Geçtiğimiz günlerde Özçelik-İş’in gerçekleşen başkanlar kurulu toplantısında, herkesin bildiği ve konuştuğu haberler şube başkanları tarafından sorun edilmiş. Bu duruma karşı fahiş fiyatla alınan makan aracı satılarak, 50 bin lira olan maaşın düşürülerek zedelenen “itibarlarının” yeniden tesis edilmesini talep etmişler.
Toplantı sonrasında Yunus Değirmenci’nin “kendisinin arkasından birilerinin iş çevirdiği” şeklinde birşeyler söylediği de konuşulan temel bir gündem.
Bunlardan anlayacağımız; Özçelik-İş içinde bulunan mevcutları gibi koltuk ve saltanat meraklısı birileri, sözde sendikanın yönetimini ve rantını kendisine almak için işçilerinden sürekli gizlenen böylesi bilgileri servis ediyor.
Amaçları muhtemelen işçilerin rahatsızlığını kullanarak Özçelik-İş’teki zenginliğin başına kendilerinin geçmeleri.
Metal işçilerine belirtelim ki, ne mevcut yönetim ne de onun işbirlikçi çizgilerini ortaya haber diye saçanlarin, “işçi” diye bir derdi yok!
Bu işin başını çekenlerin ne Özçelik-İş’in sarılığına, ne çizgisine ne de durduğu yere bir lafları yoktur. Bu kişiler, işçilerin canına okuyan AKP iktidarına ve patronlara da tek bir laf etmiyorlar.

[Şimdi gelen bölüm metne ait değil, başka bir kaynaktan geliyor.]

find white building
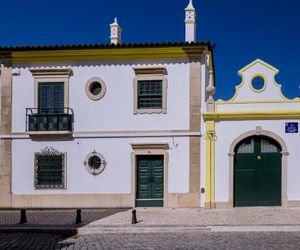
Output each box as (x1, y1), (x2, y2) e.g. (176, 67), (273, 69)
(0, 1), (214, 208)
(201, 59), (300, 207)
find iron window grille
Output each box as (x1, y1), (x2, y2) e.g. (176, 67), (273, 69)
(137, 80), (163, 109)
(34, 147), (65, 188)
(26, 108), (74, 131)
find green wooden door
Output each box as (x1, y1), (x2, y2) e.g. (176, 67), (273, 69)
(38, 82), (64, 114)
(136, 155), (164, 207)
(234, 136), (281, 206)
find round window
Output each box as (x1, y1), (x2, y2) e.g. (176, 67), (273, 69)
(90, 82), (102, 96)
(89, 155), (101, 169)
(85, 77), (106, 101)
(252, 76), (265, 90)
(84, 151), (106, 175)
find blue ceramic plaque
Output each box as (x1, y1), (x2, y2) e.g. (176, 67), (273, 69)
(285, 122), (298, 134)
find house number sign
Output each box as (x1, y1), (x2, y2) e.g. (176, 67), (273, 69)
(285, 122), (298, 134)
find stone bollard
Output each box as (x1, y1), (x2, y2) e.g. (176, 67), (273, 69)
(75, 209), (82, 224)
(131, 209), (137, 224)
(20, 209), (27, 224)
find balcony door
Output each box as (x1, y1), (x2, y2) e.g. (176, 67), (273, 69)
(38, 82), (64, 114)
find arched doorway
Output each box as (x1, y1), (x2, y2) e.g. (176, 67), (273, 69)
(234, 135), (282, 206)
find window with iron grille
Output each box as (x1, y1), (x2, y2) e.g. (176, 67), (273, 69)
(138, 80), (163, 109)
(35, 148), (65, 188)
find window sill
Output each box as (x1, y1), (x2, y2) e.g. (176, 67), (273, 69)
(26, 130), (73, 137)
(134, 109), (167, 114)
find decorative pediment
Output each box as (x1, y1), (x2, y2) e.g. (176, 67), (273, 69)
(218, 59), (296, 103)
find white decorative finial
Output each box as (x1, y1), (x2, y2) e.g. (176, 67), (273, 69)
(185, 0), (195, 10)
(185, 0), (196, 43)
(110, 17), (122, 45)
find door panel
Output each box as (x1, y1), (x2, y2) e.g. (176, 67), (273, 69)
(234, 136), (281, 206)
(136, 155), (164, 207)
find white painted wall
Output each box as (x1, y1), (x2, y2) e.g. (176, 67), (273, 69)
(12, 137), (189, 194)
(12, 61), (190, 132)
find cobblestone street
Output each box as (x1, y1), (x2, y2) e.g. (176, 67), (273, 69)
(0, 232), (300, 250)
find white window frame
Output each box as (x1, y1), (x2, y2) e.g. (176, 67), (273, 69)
(133, 67), (168, 114)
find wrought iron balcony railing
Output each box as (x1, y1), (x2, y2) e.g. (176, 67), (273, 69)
(26, 108), (74, 132)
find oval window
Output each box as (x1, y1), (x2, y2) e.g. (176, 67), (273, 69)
(88, 155), (101, 169)
(84, 151), (106, 175)
(252, 76), (265, 90)
(90, 82), (102, 96)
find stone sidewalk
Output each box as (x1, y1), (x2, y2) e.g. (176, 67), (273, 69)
(0, 207), (300, 234)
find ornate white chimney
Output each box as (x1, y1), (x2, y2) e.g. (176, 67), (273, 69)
(185, 0), (196, 43)
(110, 17), (122, 45)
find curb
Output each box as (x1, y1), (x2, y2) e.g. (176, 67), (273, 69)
(0, 225), (300, 235)
(0, 226), (210, 235)
(208, 225), (300, 232)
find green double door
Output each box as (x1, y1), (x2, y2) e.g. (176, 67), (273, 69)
(136, 155), (164, 207)
(234, 136), (281, 206)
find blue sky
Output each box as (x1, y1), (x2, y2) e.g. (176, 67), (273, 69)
(0, 0), (300, 99)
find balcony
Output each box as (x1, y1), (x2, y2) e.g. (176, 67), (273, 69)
(26, 108), (74, 135)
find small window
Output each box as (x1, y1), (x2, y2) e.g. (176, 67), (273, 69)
(35, 148), (65, 188)
(85, 77), (106, 101)
(133, 67), (167, 114)
(138, 80), (163, 109)
(84, 151), (106, 175)
(252, 76), (265, 90)
(236, 139), (254, 154)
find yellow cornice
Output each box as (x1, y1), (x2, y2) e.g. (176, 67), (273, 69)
(12, 46), (206, 63)
(203, 110), (300, 121)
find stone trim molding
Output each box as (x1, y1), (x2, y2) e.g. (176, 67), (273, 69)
(130, 143), (169, 150)
(133, 67), (168, 75)
(228, 127), (289, 207)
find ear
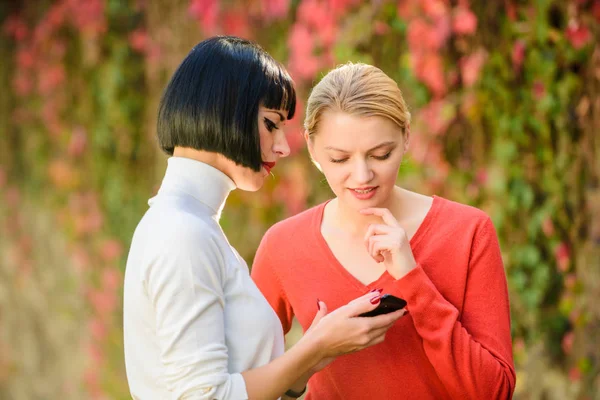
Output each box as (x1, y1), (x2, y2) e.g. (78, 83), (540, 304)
(304, 130), (323, 172)
(404, 122), (410, 153)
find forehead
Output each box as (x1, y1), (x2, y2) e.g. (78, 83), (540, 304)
(315, 111), (403, 149)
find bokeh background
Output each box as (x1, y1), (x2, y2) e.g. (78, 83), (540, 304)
(0, 0), (600, 400)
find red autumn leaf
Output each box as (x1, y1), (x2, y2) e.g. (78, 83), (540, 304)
(561, 331), (575, 354)
(452, 6), (477, 35)
(188, 0), (220, 34)
(554, 242), (570, 272)
(407, 18), (445, 51)
(566, 20), (592, 49)
(223, 10), (251, 38)
(415, 53), (446, 97)
(421, 0), (449, 19)
(460, 50), (486, 87)
(373, 20), (391, 36)
(511, 40), (525, 71)
(67, 127), (87, 157)
(531, 80), (546, 100)
(262, 0), (290, 21)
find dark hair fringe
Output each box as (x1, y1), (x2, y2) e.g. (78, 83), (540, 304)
(157, 36), (296, 171)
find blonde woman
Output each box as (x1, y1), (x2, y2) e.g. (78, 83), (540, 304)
(252, 64), (515, 400)
(123, 36), (404, 400)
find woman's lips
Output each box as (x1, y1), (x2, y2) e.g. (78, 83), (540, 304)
(262, 161), (275, 174)
(349, 186), (379, 200)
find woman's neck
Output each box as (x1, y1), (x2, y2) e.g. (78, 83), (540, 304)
(330, 186), (402, 237)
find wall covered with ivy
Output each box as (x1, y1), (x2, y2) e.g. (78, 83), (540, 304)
(0, 0), (600, 399)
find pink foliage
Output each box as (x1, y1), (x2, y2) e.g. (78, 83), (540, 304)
(566, 20), (592, 49)
(554, 242), (571, 272)
(420, 0), (448, 19)
(531, 80), (546, 100)
(542, 217), (554, 237)
(460, 50), (486, 87)
(419, 100), (450, 136)
(413, 52), (446, 98)
(100, 239), (123, 262)
(561, 331), (575, 354)
(17, 46), (35, 69)
(12, 70), (33, 97)
(223, 11), (252, 38)
(288, 23), (320, 80)
(67, 127), (87, 157)
(373, 20), (391, 36)
(38, 64), (65, 95)
(88, 289), (117, 318)
(188, 0), (221, 34)
(48, 159), (76, 188)
(71, 245), (92, 273)
(3, 15), (29, 42)
(129, 28), (148, 53)
(65, 0), (106, 37)
(102, 267), (123, 291)
(406, 18), (446, 52)
(569, 367), (581, 382)
(261, 0), (290, 21)
(0, 165), (7, 189)
(511, 40), (525, 72)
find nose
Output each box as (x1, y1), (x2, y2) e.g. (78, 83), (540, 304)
(352, 160), (373, 185)
(273, 129), (290, 157)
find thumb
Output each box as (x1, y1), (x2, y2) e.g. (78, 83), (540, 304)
(339, 290), (381, 317)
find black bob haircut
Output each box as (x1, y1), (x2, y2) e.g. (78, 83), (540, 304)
(157, 36), (296, 171)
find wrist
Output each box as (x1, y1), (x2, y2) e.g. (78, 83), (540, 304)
(294, 329), (325, 372)
(389, 252), (417, 280)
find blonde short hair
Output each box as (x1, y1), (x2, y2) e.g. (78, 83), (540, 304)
(304, 63), (410, 136)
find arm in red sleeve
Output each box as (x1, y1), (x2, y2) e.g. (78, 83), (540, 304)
(251, 231), (294, 333)
(394, 218), (516, 399)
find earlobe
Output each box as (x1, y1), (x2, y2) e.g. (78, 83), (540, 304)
(404, 122), (410, 153)
(304, 131), (323, 173)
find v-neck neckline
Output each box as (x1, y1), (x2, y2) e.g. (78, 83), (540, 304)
(313, 195), (442, 292)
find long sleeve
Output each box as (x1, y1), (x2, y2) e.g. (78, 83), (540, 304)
(145, 227), (247, 400)
(392, 217), (516, 399)
(251, 231), (294, 333)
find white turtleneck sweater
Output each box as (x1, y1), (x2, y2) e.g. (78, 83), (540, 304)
(124, 157), (284, 400)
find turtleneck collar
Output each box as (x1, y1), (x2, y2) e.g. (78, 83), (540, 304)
(148, 157), (236, 219)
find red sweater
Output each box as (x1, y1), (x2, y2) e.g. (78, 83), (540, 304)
(252, 197), (515, 400)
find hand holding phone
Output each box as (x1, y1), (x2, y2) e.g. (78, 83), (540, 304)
(359, 294), (407, 317)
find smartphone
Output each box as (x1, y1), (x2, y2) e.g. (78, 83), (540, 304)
(359, 294), (406, 317)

Tescilli bir ağa olan Yunus Değirmenci’nin Özçelik-İş’te tek başına herşeye hakim olmasına ve kendilerinin rant alanlarına da el atmasına karşı çıkıyorlar. Haberler ile de yıpratıp, kendileri başa geçerek aynı icraatlarla devam etmek istiyorlar.
İSDEMİR sözleşmesi, makam araçları, maaş gibi haberlerin ortaya çıkarılmasının sebebi ise işçilerin taraf edilmeye çalışılması.
Kısacası burada işçileri taraf etmeye çalışılan “it dalaşı”nın işçilere tek bir yararı vardır; o da zaten bildikleri işbirlikçi sendikal anlayışın yeni delillerle yeniden belgelenmesi. O kadar.
Bunun dışında Özçelik-İş’e üye işçiler bu “it dalaşı”nda herhangi bir tarafta yer almamalı, kendisini kullandırmamalıdır. İşçilerin kendileri, başlı başına bir taraf olarak bu ağalar takımından ve onların ayak oyunlarından hesap sormalıdır.
Özçelik-İş üyesi işçiler, bunun için fabrikalarda yan yana gelmeli, birliklerini kurmalı ve zamanla diğer fabrikalarla irtibata geçerek birliği geliştirmelidir. Bu ağa takımının dalaşından işçiler yararına birşey çıkmayacağı açıktır. Böyle dertleri de yok zaten. Kölece çalışmanın yasalaştırıldığı ve giderek daha fazlasını yapmak isteyen patronlara ve AKP iktidarına karşı, Özçelik-İş üyesi işçiler başka bir yerden medet ummamalıdır.
Çözüm metal işçilerinin birliğindedir!